PBGS is a protein responsible for the first evolutionary conserved step in the biosynthesis of molecules like heme, which carries oxygen to human cells, or chlorophyll in plants. The protein’s unexpected behavior centered upon a dynamic interconversion between different assemblies that were functionally and architecturally distinct.
“Notably, one assembly is shown to come apart into identical units. The units then must change shape, and this new shape comes together as a different assembly,” Jaffe said. “I realized that if this behavior was common, it could have profound consequences for understanding the structural basis of disease and the action of drugs.”

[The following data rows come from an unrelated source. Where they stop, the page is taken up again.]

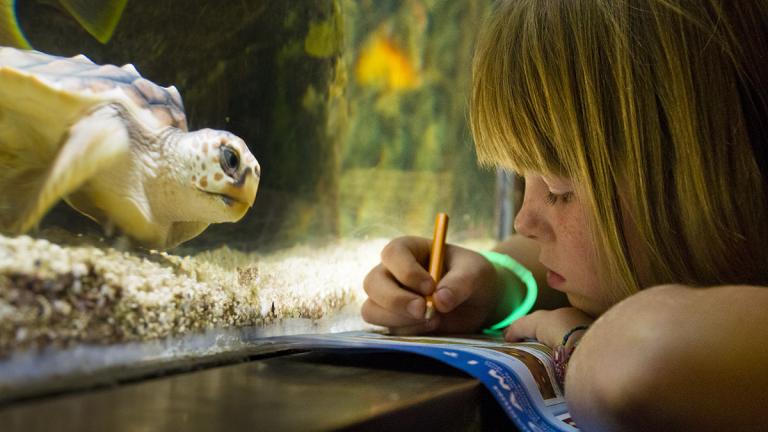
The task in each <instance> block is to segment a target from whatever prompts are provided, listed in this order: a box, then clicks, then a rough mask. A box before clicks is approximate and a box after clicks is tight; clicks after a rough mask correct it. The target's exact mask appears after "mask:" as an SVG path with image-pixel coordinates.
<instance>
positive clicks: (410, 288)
mask: <svg viewBox="0 0 768 432" xmlns="http://www.w3.org/2000/svg"><path fill="white" fill-rule="evenodd" d="M429 248H430V242H429V240H427V239H425V238H421V237H401V238H398V239H396V240H393V241H391V242H390V243H389V244H387V246H385V247H384V249H383V250H382V251H381V263H382V265H383V266H384V267H385V268H386V269H387V270H389V272H390V273H391V274H392V276H393V277H394V278H395V280H397V282H399V283H400V285H402V286H404V287H407V288H408V289H411V290H413V291H415V292H417V293H419V294H421V295H427V294H431V293H432V291H434V289H435V282H434V281H433V280H432V277H431V276H430V275H429V271H427V269H426V268H425V265H426V264H427V262H428V261H429Z"/></svg>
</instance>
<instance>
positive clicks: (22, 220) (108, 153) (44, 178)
mask: <svg viewBox="0 0 768 432" xmlns="http://www.w3.org/2000/svg"><path fill="white" fill-rule="evenodd" d="M129 154H130V136H129V133H128V130H127V128H126V126H125V122H124V121H123V119H122V117H121V113H120V110H119V109H117V108H116V107H115V106H113V105H106V106H102V107H100V108H98V109H96V110H94V111H93V112H92V113H91V114H89V115H87V116H85V117H83V118H82V119H81V120H79V121H78V122H77V123H75V124H74V125H73V126H72V127H71V128H70V129H69V132H68V133H67V135H66V136H65V137H64V142H63V143H62V145H61V146H60V148H59V152H58V154H57V155H56V157H55V159H54V160H53V163H52V164H51V165H50V168H49V169H48V171H47V172H46V173H44V174H43V175H42V177H41V178H40V183H39V187H38V188H37V191H36V192H35V191H30V192H32V193H29V194H25V196H16V197H14V201H15V202H16V204H17V205H16V206H15V207H14V209H10V211H11V214H10V217H7V216H6V217H4V219H6V220H10V221H12V224H13V225H12V226H11V231H13V232H17V233H23V232H26V231H28V230H30V229H31V228H33V227H34V226H35V225H37V224H38V223H39V222H40V219H42V217H43V216H44V215H45V213H46V212H47V211H48V210H49V209H50V208H51V207H52V206H53V205H54V204H55V203H56V202H57V201H59V200H60V199H62V198H64V197H65V196H67V195H69V194H70V193H72V192H74V191H76V190H77V189H78V188H79V187H80V186H81V185H82V184H83V183H84V182H86V181H87V180H88V179H89V178H91V177H93V176H94V175H95V174H96V173H98V172H99V171H101V170H104V169H109V167H110V166H111V165H113V164H115V163H116V162H119V161H120V160H122V159H124V158H126V157H127V156H128V155H129ZM14 212H15V213H14Z"/></svg>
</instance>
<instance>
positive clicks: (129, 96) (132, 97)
mask: <svg viewBox="0 0 768 432" xmlns="http://www.w3.org/2000/svg"><path fill="white" fill-rule="evenodd" d="M0 70H5V71H7V72H14V73H15V74H17V75H18V76H19V77H24V76H26V77H28V78H29V80H30V81H29V82H28V84H31V85H36V86H47V87H48V90H50V91H52V92H53V93H61V92H64V93H68V94H69V95H70V96H73V97H75V98H80V99H81V102H85V104H84V105H85V106H89V105H90V104H91V103H99V102H103V101H105V100H110V99H113V98H116V97H118V98H120V99H122V97H120V96H121V94H122V95H125V96H126V97H127V99H128V100H130V101H131V102H132V103H133V104H134V107H135V108H138V109H140V110H144V111H146V112H147V113H148V114H150V116H149V117H150V118H153V120H154V121H152V123H153V124H152V125H151V126H154V127H163V126H173V127H176V128H179V129H181V130H184V131H187V118H186V115H185V114H184V104H183V102H182V100H181V96H180V95H179V92H178V90H176V88H175V87H173V86H170V87H161V86H159V85H157V84H155V83H153V82H151V81H149V80H147V79H145V78H142V76H141V75H140V74H139V73H138V71H137V70H136V68H135V67H134V66H133V65H131V64H126V65H124V66H122V67H118V66H114V65H97V64H95V63H94V62H93V61H91V60H90V59H89V58H88V57H86V56H84V55H78V56H75V57H70V58H66V57H57V56H53V55H49V54H44V53H41V52H38V51H24V50H18V49H14V48H6V47H0ZM3 87H5V86H4V85H3V82H2V80H1V79H0V93H1V94H3V95H7V96H8V97H11V98H12V99H15V98H14V94H13V89H8V88H3ZM89 101H90V102H91V103H88V102H89ZM39 102H40V103H44V104H45V100H41V101H39ZM46 105H49V104H46ZM51 105H55V104H53V101H51V104H50V105H49V106H51Z"/></svg>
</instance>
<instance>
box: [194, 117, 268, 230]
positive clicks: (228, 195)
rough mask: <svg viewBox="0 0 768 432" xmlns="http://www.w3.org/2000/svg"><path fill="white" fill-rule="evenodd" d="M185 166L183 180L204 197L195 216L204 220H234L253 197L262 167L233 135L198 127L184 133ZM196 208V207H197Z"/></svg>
mask: <svg viewBox="0 0 768 432" xmlns="http://www.w3.org/2000/svg"><path fill="white" fill-rule="evenodd" d="M183 145H185V146H187V150H188V151H187V152H186V153H187V154H188V155H190V157H189V158H188V159H187V168H188V169H186V170H185V174H184V175H185V176H186V177H187V178H186V179H184V182H185V183H186V184H188V185H191V186H192V188H193V189H194V190H195V191H196V198H200V199H202V200H205V204H204V205H203V207H205V210H204V211H203V212H202V213H203V214H200V215H198V216H199V217H201V218H202V219H207V220H206V221H207V222H235V221H237V220H239V219H240V218H242V217H243V216H244V215H245V213H246V212H247V211H248V209H249V208H250V207H251V206H252V205H253V202H254V200H255V199H256V190H257V189H258V187H259V179H260V178H261V167H260V166H259V163H258V162H257V161H256V158H255V157H254V156H253V155H252V154H251V152H250V151H249V150H248V147H247V146H246V145H245V142H244V141H243V140H242V139H240V138H239V137H237V136H236V135H234V134H231V133H229V132H226V131H219V130H213V129H201V130H199V131H195V132H190V133H188V134H186V137H185V138H184V140H183ZM196 207H197V206H196Z"/></svg>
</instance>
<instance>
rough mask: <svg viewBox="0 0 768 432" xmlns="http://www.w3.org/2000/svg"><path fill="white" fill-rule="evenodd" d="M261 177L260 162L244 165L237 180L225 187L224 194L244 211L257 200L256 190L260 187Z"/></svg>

Until recently, the existence of these proteins, known as morpheeins, was met with skepticism, Jaffe said, because it went against the established idea of one sequence, one structure, one function. In fact, the behavior may be more common than anticipated, but may frequently go unnoticed because of common assumptions about protein behavior.
In the newly published chapter, Jaffe described how she established that these different assemblies can control the function of the protein, how they relate to human disease, and how they could be regulated by drugs.
For example, a drug could be used to keep a protein in a certain assembled form. In the example of PBGS, this could be either the “on” or the “off” form of the protein.
“If you could add a drug that would preferentially keep a protein turned ‘on’ you could have an effective drug if your disease was a deficiency in the activity of that protein,” Jaffe said. “That is the situation with the metabolism disorder phenylketonuria, which we are currently working on.”
Slowly, Jaffe’s work on morpheeins, which have been called the fifth levels of protein structure, is being duplicated and expanded upon by other labs that have found other homomeric protein assemblies that can reassemble into a new structure with a new function. A few examples include Ebola virus VP40, ribonucleotide reductase, retroviral integrase, and pyruvate kinase.
“This reversible interchange of such assemblies provides a powerful framework for understanding disease and designing therapeutics,” Jaffe said.